3. Faktor-faktor yang mempengaruhi kesehatan psikososial lansia
Ada beberapa faktor yang sangat berpengaruh terhadap kesehatan
psikososial lansia menurut Kuntjoro, 2002 (dalam Aspiani, RY, 2014), antara
lain:
1) Penurunan kondisi fisik
Setelah orang memasuki masa lansia, umumnya mulai bersifat
patologis berganda, misalnya tenaga berkurang, energi menurun, kulit makin
keriput, gigi makin rontok, tulangmembuat rapuh, dan sebagainya secara
umum, kondisi fisik seseorang yang telah dipindahkan di masa lansia. Hal
ini semua dapat menyebabkan gangguan atau kelainan fungsi fisik,
psikologik juga sosial, yang selanjutnya dapat menyebabkan suatu keadaan
tergantung pada orang lain.
2) Penurunan fungsi dan potensial seksual
Penurunan fungsi dan potensial seksual pada lanjut usia seringkali
berhubungan dengan berbagai gangguan fisik seperti:
a) Gangguan jantung
b) Gangguan jantung, kelainan diabetes mellitus
c) Vaginitis
d) Baru selesai operasi
e) Kekurangan gizi, karena pencemaan kurang sempuma atau nafsu makan
sangat kurang
f) Penggunaan obat-obatan tertentu, seperti anti-hipertensi, golongan
steroid, obat penenang
Menurut20 faktor psikologis yang menyertai lansia antara lain:
a) Rasa tabu atau malu ketika mempertahankan kehidupan seksual di lansia
b) Sikap keluarga dan masyarakat yang kurang mendukung didukung oleh
tradisi dan budaya
c) Kelelahan atau kebosanan karena kurang variasi dalam kehidupannya
d) Pasangan hidup telah meninggal
e) Perbedaan seksi karena perubahan hormonal atau masalah kesehatan
lainnya seperti cemas, depresi, pikun dan sebagainya.
3) Perubahan aspek psikososial
Pada umumnya setelah orang beralih lanjut usia maka ia mengalarni
penurunan fungsi kognitif dan psikomotor. Dengan padanya penurunan
kedua fungsi tersebut, lansia juga mengubah aspek psikososial yang terkait
dengan keyakinan tanah. Beberapa perubahan tersebut dapat dibedakan
berdasarkan 5 tipe kepribadian lansia sebagai berikut:
a) Tipe kepribadian konstruktif (kepribadian konstruksi). Biasanya tipe ini
tidak banyak memperbaiki gejolak, tenang dan mantap hingga sangat
tua.
b) Tipe kepribadian mandiri, pada tipe ini ada kecendrungan meningkat
postpowersyndrome, diberikan jika pada masa lansia tidak dilengkapi
dengan kegiatan yang dapat memberikan otonomi pada dirinya.

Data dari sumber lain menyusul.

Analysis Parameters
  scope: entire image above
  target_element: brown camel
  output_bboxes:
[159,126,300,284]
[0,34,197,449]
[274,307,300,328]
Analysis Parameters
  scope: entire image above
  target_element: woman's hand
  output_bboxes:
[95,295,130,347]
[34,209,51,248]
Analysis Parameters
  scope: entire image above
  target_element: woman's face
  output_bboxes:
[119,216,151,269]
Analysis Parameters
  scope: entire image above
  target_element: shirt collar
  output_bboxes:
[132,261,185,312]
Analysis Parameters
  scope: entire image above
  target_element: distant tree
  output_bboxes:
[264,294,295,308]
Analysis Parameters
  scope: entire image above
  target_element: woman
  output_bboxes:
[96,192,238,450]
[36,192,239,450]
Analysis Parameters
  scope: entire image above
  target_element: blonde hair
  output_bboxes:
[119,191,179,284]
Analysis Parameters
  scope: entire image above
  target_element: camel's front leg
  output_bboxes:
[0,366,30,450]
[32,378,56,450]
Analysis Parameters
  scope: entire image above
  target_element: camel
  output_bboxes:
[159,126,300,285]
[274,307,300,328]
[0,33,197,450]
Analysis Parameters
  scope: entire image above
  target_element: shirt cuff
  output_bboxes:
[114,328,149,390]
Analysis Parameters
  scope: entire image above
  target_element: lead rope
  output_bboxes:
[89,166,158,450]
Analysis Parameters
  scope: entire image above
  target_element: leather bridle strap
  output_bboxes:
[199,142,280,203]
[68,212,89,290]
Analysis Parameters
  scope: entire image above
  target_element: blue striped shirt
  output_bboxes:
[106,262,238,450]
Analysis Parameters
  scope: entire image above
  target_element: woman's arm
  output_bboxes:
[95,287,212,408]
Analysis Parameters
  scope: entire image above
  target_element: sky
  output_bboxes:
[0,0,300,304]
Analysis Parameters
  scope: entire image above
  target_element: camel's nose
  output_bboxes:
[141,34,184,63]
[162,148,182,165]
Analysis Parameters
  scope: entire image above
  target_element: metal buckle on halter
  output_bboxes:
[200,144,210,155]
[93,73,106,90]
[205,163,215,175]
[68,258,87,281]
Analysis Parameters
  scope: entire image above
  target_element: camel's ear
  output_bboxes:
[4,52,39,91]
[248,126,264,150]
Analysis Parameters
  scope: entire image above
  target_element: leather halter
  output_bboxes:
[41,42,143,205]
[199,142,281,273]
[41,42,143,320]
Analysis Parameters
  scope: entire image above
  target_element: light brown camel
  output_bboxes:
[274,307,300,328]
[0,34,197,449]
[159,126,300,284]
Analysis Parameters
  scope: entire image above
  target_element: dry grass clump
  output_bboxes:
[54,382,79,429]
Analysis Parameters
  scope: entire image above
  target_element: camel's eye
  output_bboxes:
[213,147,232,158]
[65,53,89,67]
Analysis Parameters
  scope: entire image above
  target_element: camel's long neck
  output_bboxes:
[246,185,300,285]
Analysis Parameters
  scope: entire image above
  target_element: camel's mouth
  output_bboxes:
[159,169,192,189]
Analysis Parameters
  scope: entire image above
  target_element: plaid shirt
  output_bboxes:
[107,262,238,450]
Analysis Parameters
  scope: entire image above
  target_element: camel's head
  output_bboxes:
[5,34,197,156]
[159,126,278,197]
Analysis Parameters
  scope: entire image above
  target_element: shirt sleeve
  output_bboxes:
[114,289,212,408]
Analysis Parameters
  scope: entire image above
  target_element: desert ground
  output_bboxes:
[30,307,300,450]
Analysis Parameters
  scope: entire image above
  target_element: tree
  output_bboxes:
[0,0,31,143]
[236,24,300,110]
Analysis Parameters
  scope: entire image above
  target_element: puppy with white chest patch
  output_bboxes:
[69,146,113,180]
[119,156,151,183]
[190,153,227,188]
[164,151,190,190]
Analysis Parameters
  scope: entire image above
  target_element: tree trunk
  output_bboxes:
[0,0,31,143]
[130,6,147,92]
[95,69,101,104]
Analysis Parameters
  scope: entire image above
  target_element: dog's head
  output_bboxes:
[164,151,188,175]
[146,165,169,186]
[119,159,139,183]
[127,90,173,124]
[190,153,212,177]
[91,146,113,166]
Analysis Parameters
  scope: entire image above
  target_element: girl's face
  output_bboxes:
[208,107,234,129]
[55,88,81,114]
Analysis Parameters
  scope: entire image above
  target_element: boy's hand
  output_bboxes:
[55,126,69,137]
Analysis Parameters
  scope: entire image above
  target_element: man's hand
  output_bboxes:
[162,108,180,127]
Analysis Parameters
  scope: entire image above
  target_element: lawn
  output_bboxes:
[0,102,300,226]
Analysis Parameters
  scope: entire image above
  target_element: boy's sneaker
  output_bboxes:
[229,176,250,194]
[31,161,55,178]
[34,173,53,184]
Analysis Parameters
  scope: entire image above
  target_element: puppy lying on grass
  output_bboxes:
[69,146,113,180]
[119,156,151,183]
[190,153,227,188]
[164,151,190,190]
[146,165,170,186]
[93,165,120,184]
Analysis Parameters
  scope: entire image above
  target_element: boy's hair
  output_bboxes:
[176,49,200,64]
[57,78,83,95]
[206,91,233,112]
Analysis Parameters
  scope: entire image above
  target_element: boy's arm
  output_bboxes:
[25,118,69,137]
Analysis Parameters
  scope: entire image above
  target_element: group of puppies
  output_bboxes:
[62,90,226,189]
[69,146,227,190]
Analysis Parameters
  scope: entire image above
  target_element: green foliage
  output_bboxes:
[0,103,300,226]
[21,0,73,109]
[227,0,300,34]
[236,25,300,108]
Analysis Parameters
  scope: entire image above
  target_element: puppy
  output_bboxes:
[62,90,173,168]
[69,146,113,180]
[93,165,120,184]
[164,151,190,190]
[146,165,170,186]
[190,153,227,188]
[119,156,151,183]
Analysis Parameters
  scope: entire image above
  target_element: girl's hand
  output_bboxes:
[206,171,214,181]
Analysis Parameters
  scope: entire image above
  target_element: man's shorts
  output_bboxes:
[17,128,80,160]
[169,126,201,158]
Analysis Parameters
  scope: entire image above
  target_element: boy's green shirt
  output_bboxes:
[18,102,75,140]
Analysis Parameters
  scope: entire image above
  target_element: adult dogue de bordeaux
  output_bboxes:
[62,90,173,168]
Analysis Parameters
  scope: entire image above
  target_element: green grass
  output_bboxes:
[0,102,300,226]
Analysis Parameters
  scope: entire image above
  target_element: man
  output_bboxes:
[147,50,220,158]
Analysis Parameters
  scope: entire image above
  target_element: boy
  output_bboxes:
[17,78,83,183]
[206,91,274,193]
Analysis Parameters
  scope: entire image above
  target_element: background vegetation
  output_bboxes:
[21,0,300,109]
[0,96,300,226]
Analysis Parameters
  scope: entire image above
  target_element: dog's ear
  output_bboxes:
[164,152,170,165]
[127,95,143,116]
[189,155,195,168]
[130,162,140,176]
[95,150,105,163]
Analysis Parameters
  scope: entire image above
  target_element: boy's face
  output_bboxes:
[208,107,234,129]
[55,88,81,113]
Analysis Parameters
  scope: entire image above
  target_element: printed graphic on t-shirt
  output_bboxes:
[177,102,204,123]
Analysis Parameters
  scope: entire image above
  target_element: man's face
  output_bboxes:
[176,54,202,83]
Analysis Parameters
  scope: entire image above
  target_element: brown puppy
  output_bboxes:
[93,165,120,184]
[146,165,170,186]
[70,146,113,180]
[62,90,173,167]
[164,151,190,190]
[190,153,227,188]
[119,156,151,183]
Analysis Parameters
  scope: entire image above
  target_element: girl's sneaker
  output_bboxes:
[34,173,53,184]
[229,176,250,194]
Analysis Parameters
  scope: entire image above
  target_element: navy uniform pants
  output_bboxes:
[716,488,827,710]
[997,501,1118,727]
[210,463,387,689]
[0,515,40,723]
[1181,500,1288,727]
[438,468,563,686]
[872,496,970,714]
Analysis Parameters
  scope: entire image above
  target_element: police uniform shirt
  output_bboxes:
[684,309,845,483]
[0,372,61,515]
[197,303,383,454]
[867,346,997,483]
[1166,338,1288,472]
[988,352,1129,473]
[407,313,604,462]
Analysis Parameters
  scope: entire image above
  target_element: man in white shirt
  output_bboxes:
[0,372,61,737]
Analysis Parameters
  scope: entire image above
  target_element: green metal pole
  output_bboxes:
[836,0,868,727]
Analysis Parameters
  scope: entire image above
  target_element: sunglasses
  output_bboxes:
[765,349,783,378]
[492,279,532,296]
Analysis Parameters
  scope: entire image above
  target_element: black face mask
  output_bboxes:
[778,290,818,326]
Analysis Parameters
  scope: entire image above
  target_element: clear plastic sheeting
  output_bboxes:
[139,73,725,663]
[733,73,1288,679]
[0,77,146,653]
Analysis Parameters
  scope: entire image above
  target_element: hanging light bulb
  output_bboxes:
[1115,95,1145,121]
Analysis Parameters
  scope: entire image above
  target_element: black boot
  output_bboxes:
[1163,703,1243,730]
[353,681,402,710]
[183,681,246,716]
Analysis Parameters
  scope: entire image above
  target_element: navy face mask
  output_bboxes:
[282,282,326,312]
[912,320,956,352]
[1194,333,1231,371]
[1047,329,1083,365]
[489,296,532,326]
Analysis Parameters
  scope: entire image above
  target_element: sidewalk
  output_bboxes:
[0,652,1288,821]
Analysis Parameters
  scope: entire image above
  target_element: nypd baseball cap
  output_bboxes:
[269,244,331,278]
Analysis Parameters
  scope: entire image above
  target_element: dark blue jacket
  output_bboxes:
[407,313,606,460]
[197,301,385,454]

c) Tipe kepribadian tergantung (tergantung kepribadian), pada latar
belakang ini sangat tergantung pada keluarga, membahas kehidupan
keluarga selalu harmonis pada masa lansiatidak bergejolak, kecuali jika
pasangan hidup meninggal dunia maka pasangan yang ditinggalkan akan
menjadi merana, dikeluarkan jika tidak segera bangkit dari kedukaannya
d) Tipe kepribadaian bermusuhan (kepribadian yang bermusuhan), pada
tipe ini setelah masa depan lanseia yang kadang-kadang tidak
diperhitungkan seksama sehingga menyebabkan kondisi ekonominya
menadi morat-marit.
e) Tipe kepribadian krilik diri (jual hale secara pribadi), pada tipe lansia ini
terlihat seperti sengsara, karena perilakunya sendiri sulit dibantu oleh
orang lain atau cenderung membuat susah dirinya.
Usia lanjut banyak mengalami penurunan atau pengurangan fungsi
seperti; kekuatan, kemampuan penyesuaian, dan kesehatan yang terjadi
dengan bertambahnya umur yang secara langsung diperkirakan
mempengaruhi perubahan pada tingkat biologis, yang meliputi sel, syaraf,
cairan endokrin, dan system kekebalan sesuai dengan usia (Suardiman, S. P.,
2011).
Berbagai pengurangan masalah ini menimbulkan berbagai masalah
psikologis pada usia lanjut yang akan dipertimbangkan pada mobilitasnya
dan berdampak pada semakin berkurangnya kontak sosial. Dapat diterima
sebagai akar perdebatan psikologis untuk lanjut lanjut kesepian, yang
kemudian memunculkan.
B. Konsep Dasar Penyakit
1. Definisi
PPOK (Penyakit Paru Obstruksi Kronis) ataupun COPD adalah klasifikasi
luas dari gangguan yang mencakup bronkitis kronis, bronkiektasis, emfisema
dan asma. PPOM merupakan kondisi ireversibel yang berkaitan dengan
dispnea saat aktivitas dan penurunan aliran masuk dan keluar udara paru-paru.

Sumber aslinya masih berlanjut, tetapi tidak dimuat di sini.